The attitudes we hold are recognised by others, and this recognition is instinctive to the human animal. We may not believe this to be so, we may not know this is so, we may not want this to be so; but what we are is sensed by others. This is part of the natural defense mechanism inbuilt to the human animal, and operative if not overridden by the intellect or feelings. We put ourselves in front of others, and we are revealed; as also are our attempts at concealment.

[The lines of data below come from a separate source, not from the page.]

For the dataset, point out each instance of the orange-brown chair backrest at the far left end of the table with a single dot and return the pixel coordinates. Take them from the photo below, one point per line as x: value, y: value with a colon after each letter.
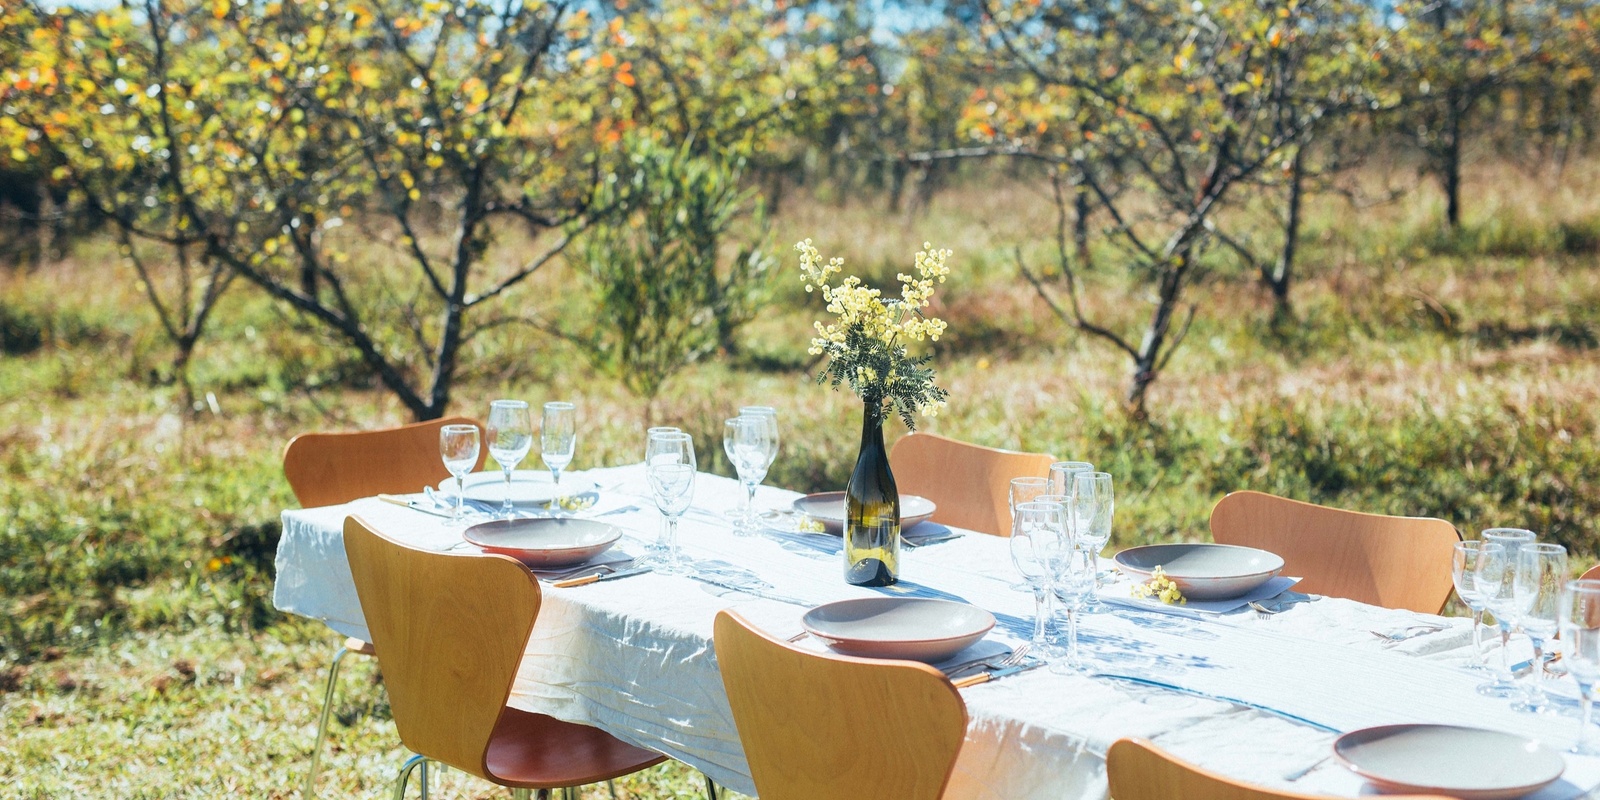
x: 326, y: 470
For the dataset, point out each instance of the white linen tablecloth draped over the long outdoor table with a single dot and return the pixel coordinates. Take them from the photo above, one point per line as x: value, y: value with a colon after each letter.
x: 1254, y: 697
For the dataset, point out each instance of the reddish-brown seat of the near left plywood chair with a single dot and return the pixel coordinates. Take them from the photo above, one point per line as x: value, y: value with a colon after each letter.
x: 534, y: 751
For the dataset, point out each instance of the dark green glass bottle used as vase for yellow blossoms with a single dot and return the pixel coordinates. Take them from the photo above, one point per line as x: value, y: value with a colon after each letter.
x: 873, y: 510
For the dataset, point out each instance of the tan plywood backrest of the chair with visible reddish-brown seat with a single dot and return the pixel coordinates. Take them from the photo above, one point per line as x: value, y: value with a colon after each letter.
x: 450, y: 631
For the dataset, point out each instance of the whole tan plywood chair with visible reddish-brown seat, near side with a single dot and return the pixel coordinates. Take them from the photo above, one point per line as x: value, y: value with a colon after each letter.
x: 450, y: 631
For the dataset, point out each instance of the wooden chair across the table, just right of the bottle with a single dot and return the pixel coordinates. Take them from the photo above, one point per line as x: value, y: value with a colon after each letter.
x: 970, y: 484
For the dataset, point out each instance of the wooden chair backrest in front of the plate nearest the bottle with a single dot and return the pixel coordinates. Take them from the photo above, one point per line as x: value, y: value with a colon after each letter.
x: 822, y: 726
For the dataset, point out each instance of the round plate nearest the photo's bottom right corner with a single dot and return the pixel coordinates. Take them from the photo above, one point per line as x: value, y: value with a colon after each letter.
x: 1471, y: 764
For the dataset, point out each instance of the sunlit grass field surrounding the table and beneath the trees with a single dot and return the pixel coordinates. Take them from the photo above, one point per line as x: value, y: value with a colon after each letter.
x: 140, y: 657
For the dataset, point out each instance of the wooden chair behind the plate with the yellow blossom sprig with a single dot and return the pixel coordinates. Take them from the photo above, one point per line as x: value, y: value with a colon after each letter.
x: 1394, y: 562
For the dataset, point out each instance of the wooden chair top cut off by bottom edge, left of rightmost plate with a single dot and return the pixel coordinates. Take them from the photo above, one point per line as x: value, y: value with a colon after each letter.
x: 1142, y: 772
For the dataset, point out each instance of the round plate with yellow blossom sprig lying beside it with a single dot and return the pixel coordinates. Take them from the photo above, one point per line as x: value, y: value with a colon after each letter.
x: 1204, y: 572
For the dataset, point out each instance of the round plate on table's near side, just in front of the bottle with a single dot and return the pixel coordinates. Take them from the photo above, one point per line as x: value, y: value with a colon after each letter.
x: 902, y: 628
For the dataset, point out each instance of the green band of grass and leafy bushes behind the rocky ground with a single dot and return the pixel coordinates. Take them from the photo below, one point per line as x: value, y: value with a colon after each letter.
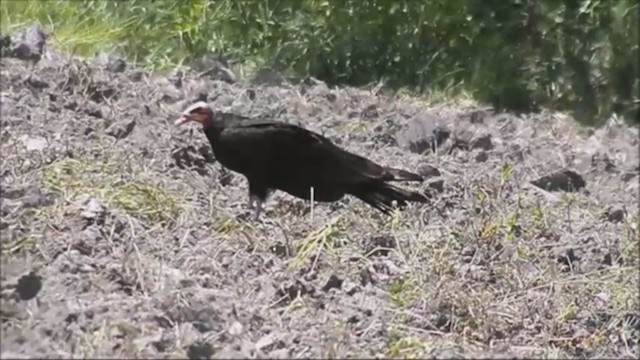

This is an example of attitude: http://zimbranet.vdservers.com/~talkingheads/discus/messages/7/4623.html?1103209648
Union Chapel to close
Posted on Thursday, December 16, 2004 - 05:07 pm:
Cameron Devlin
Senior Member
Username: Devlinc
Post Number: 142 Registered: 06-2002
First of all, if the idiots who attend the place on a weekly basis don't want to make a few concessions to keep their place of worship (like allowing the consumption of alcohol) then screw them and screw their building. They're clearly too bloody minded to put aside their ridiculous beliefs for a few seconds to see that without us going there and spending money, the place is going to eventually crumble to dust. Hopefully with all of them inside it.
If our attitude sucks, mysteriously, life will conspire to thwart what we wish for ourselves.
Q: How can the world not recognise me as the wonderful person I know myself to be?
A: Because my attitude sucks, and this is obvious to others.
Q: But how can anyone know I’m a jerk?
A: Because they breathe the air around me.
Who we are, where we live, attracts to us the lives that we have. Living in The Basement attracts effluent.
But, hope remains: sometimes light falls from above, mysteriously. Perhaps a piece of music reaches down to us and speaks to us in unmistakeable terms; better then, that I have my Personal Noise Unit turned down and I am listening. Life-changing events of the personal kind - personal and professional disaster, a death in the family – may also impact us and demand that we deal with them, on the ground floor. We are all in the same boat. We all have the same choice to make.
http://www.elephanttalk.com/wiki/Toyah_and_Fripp__The_Lady_or_the_Tiger%3F
Toyah and Fripp - The Lady or the Tiger?
Date Submitted: 01-Jul-07
By: Cameron Devlin
9 years makes quite the difference. When I first reviewed this album back in 1998 I was fairly scathing, unfairly so I think.
19.02 Off to play with Slinky Toes Willcox.